How to Extend the Life of Your Driveway
Concrete driveways are frequently twice as expensive as asphalt driveways, but they can last up to 30 years without showing major wear. (Photo courtesy of Angie's List member Ernest C. of Chicago)
Your driveway takes a beating.
Whether it’s a 2-ton car driving over it multiple times a day, the hot sun beating down, salt eating away the surface in the winter, or water seeping into cracks and freezing, which causes cracks in concrete and asphalt, it’s important to fight back and give your driveway some relief from that pain. Even brick and stone driveways need regular TLC to avoid deterioration.
Regular driveway maintenance every two to three years can prevent staining and cracks, while significantly extending its life. A well-maintained driveway enhances your home’s curb appeal and can increase its resale value. Plus, it's more pleasant to drive on when you're not dodging colossal crevices or potholes.
“There’s nothing you can do to stop cracking,” said Tyler Stephens, owner of Indianapolis-based Stephens Sealing LLC. “It’s going to crack because of Mother Nature. Tree roots can grow under the driveway and raise it up, and you’re going to get water in there. You want to keep as much moisture out as you can.”
Sealcoating your driveway
Reapplying sealant to your driveway is the most important preventative measure you can take because it stops water, ice, car fluids, salt and other chemicals from staining and breaking down the aggregate material.

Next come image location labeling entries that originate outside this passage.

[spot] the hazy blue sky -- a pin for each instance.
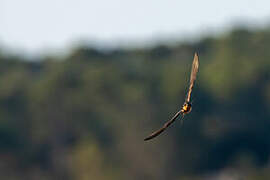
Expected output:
(33, 25)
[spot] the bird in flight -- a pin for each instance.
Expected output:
(186, 108)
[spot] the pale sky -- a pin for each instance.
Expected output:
(35, 25)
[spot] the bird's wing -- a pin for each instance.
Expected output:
(194, 70)
(167, 124)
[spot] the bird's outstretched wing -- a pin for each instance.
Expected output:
(167, 124)
(194, 70)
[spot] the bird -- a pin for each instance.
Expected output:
(187, 106)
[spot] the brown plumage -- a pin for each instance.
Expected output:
(186, 108)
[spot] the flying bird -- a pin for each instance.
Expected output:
(186, 108)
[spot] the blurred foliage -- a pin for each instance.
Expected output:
(85, 116)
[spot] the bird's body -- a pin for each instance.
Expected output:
(186, 108)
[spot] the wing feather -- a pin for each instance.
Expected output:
(167, 124)
(194, 70)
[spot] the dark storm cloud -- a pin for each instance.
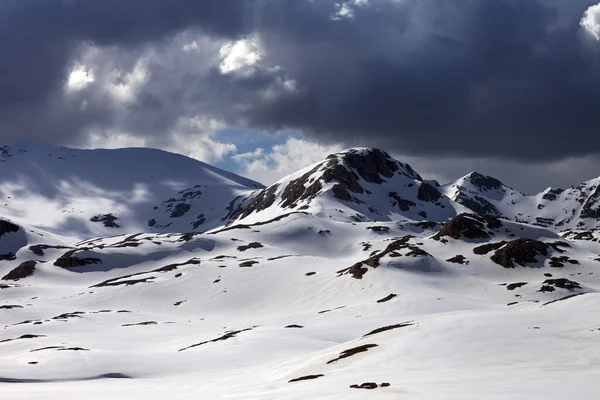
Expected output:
(38, 40)
(502, 78)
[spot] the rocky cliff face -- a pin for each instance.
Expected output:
(354, 185)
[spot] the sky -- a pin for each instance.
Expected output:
(509, 88)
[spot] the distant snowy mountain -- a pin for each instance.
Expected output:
(359, 184)
(353, 278)
(557, 209)
(90, 193)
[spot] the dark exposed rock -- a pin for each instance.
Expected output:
(227, 335)
(470, 226)
(300, 189)
(108, 220)
(403, 205)
(552, 194)
(253, 245)
(564, 298)
(7, 227)
(459, 259)
(74, 314)
(366, 385)
(427, 224)
(387, 298)
(372, 165)
(10, 306)
(24, 270)
(124, 280)
(546, 288)
(428, 193)
(514, 286)
(342, 193)
(142, 323)
(590, 209)
(563, 283)
(348, 179)
(8, 257)
(559, 262)
(351, 352)
(26, 336)
(247, 264)
(389, 328)
(180, 210)
(199, 221)
(306, 378)
(67, 260)
(380, 229)
(359, 269)
(486, 248)
(485, 182)
(519, 252)
(544, 222)
(477, 203)
(262, 201)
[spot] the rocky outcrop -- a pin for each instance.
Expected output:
(108, 220)
(67, 260)
(520, 252)
(403, 205)
(591, 208)
(485, 182)
(7, 227)
(24, 270)
(265, 199)
(428, 193)
(372, 166)
(469, 226)
(392, 250)
(477, 204)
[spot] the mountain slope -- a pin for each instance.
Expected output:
(90, 193)
(328, 284)
(558, 209)
(355, 185)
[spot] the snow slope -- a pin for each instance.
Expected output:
(302, 300)
(64, 190)
(558, 209)
(358, 184)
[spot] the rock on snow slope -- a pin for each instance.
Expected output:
(353, 278)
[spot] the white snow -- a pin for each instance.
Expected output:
(463, 340)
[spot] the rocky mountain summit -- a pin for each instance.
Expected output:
(136, 272)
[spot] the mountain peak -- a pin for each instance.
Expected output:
(373, 165)
(484, 182)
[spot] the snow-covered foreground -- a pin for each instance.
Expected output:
(305, 301)
(457, 337)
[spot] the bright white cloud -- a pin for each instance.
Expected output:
(283, 159)
(123, 85)
(113, 140)
(240, 56)
(591, 21)
(346, 10)
(79, 77)
(196, 137)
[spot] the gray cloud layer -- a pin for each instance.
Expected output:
(505, 78)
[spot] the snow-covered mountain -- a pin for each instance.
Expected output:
(359, 184)
(554, 208)
(90, 193)
(353, 278)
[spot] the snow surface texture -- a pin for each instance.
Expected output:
(303, 290)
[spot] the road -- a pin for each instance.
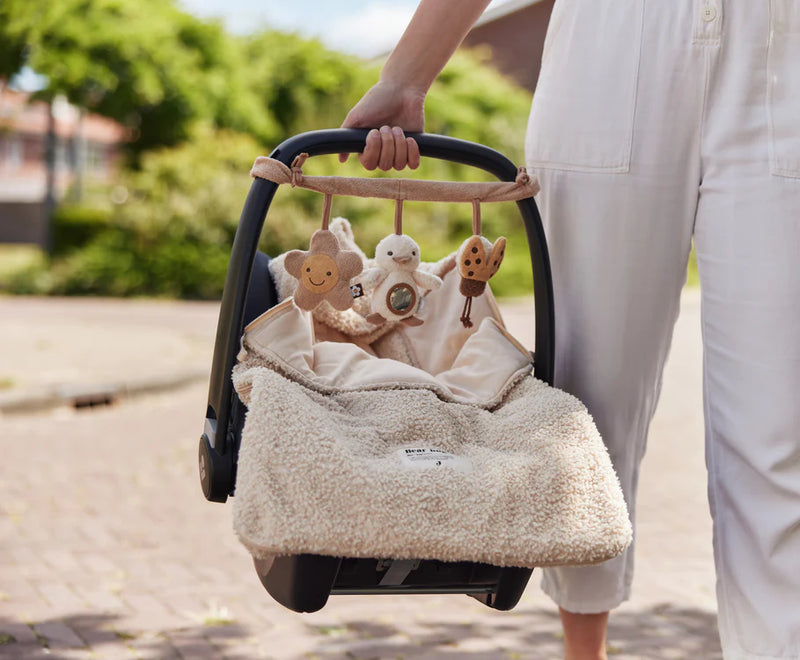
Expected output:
(108, 550)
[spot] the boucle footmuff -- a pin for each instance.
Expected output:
(421, 439)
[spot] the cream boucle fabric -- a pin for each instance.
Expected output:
(348, 454)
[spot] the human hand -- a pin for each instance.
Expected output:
(395, 109)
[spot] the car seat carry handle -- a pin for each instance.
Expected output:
(218, 444)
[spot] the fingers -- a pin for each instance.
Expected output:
(371, 155)
(413, 153)
(400, 148)
(388, 148)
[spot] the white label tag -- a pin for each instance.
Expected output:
(423, 458)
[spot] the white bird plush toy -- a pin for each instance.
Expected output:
(396, 281)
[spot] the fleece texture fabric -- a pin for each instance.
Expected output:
(464, 458)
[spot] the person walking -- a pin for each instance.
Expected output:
(654, 123)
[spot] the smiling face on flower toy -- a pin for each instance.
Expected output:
(323, 272)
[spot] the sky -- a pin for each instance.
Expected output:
(360, 27)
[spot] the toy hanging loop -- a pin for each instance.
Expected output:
(398, 217)
(476, 217)
(326, 210)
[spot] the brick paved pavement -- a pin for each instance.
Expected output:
(108, 550)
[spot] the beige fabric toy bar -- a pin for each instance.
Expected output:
(406, 189)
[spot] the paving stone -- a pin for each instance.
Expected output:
(57, 634)
(112, 542)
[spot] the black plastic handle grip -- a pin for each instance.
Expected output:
(315, 143)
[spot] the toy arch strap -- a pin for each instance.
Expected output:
(399, 189)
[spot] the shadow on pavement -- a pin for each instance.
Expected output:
(661, 633)
(100, 636)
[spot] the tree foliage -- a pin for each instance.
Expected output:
(201, 105)
(146, 64)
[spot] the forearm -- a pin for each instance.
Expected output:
(435, 31)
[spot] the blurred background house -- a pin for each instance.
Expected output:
(86, 150)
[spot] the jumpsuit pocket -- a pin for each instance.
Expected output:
(583, 108)
(783, 88)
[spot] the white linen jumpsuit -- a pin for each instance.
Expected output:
(655, 121)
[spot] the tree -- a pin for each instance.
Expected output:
(150, 66)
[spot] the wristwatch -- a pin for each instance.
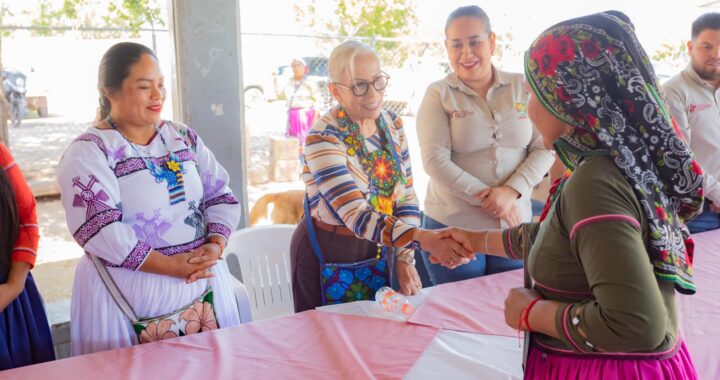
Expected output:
(407, 258)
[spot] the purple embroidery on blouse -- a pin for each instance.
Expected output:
(217, 228)
(193, 137)
(135, 164)
(134, 259)
(150, 230)
(195, 220)
(180, 248)
(210, 189)
(117, 154)
(94, 139)
(167, 251)
(88, 198)
(96, 223)
(227, 198)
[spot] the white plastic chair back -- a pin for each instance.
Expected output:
(264, 257)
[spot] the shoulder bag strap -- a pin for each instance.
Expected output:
(113, 289)
(311, 232)
(528, 285)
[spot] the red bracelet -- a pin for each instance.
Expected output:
(527, 314)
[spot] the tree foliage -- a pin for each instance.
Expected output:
(54, 17)
(362, 18)
(134, 15)
(671, 54)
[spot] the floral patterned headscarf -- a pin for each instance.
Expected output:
(592, 73)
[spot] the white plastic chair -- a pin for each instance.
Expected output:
(263, 254)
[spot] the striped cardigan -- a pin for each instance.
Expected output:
(337, 185)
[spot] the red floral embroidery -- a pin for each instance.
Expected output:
(661, 212)
(590, 48)
(546, 63)
(696, 167)
(157, 331)
(200, 317)
(563, 49)
(562, 94)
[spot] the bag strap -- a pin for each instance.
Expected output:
(528, 285)
(311, 232)
(113, 289)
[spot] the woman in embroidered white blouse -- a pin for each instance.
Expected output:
(148, 199)
(478, 146)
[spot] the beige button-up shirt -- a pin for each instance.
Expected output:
(695, 105)
(469, 144)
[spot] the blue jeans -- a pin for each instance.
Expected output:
(481, 266)
(706, 221)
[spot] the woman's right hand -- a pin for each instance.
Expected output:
(512, 217)
(446, 250)
(192, 265)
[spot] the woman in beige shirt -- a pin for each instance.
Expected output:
(478, 146)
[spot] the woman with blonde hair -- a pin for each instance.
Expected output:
(360, 202)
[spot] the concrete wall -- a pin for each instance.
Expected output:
(208, 81)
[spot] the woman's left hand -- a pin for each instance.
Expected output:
(515, 302)
(498, 200)
(408, 278)
(205, 252)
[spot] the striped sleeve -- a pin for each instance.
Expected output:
(326, 161)
(26, 244)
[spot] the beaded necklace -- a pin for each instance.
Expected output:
(170, 169)
(382, 166)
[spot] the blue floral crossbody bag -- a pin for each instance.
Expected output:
(348, 282)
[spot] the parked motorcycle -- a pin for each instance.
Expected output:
(14, 89)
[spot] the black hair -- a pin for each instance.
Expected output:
(10, 224)
(115, 67)
(707, 21)
(469, 11)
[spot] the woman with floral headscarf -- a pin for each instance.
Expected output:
(612, 248)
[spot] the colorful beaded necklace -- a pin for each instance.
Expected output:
(382, 166)
(170, 170)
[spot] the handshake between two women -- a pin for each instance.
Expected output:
(452, 247)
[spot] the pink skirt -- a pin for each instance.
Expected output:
(550, 366)
(300, 120)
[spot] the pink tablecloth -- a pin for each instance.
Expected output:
(700, 313)
(476, 306)
(310, 345)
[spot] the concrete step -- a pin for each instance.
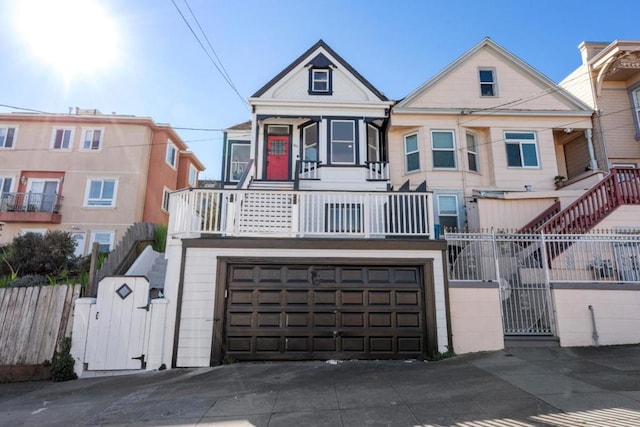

Sealants can be added to concrete, asphalt and brick driveways. Concrete driveways are more expensive to install, but last 30 years. Asphalt is typically half the price and lasts for about 20 years.
For asphalt driveways, which can wear down quicker than brick and concrete, Stephens said his company can replace entire sections of the driveway without tearing up the whole thing. Stephens said hot rubber is poured to fix cracks and holes before it gets sealed with a new blacktop.
Concrete driveways, meanwhile, will break down based on the weather and the amount of vehicle traffic.
“For concrete driveways, we pressure wash it first,” Stephens said. “It removes the dirt and the stains. Then we fix the cracks and sealcoat it. For stone driveways, we use a high-gloss sealer, which is an oil-based product. It brings out the color and holds everything in. It keeps water from seeping through.”
Bob Showecker, owner of Indianapolis-based Showecker Masonry, said there are several types of sealcoats. The more expensive sealants, he said, typically last longer.
Brick or paver driveway maintenance
For brick or paver block driveways, Showecker said it’s important to perform general maintenance on them because sand can come up through the cracks, which leads to grass growing in between the stones. Individual bricks that have cracked can be easily replaced to keep your driveway looking new.
“If you put a plastic coating down, the grass won’t grow,” he said. “If you get a crack in the brick, we can just grab that brick with a screwdriver and drop a new one in. There’s usually less maintenance involved with brick driveways.”
Cost of driveway maintenance
Fixing minor problems like stains, as well as sealcoating the pavement, can cost between $200 and $300. Replacing a section of the asphalt driveway can cost several hundred dollars more, but that's still far cheaper than spending thousands on a new driveway.
Hire a dependable driveway contractor
Make sure you hire a qualified driveway contractor to install your parking surface in the first place, or no amount of maintenance will save your investment. If having your driveway repaired or maintained by a professional, ensure the contractor is insured and experienced. Ask for photos or references of previous work done and be sure to get a written estimate.
“Look out for the fly-by-night companies,” Stephens said. “They’re out there trying to scam people. Look for a company that is it for the long haul.”
Editor's note: This is an updated version of an article originally posted on Sept. 24, 2013.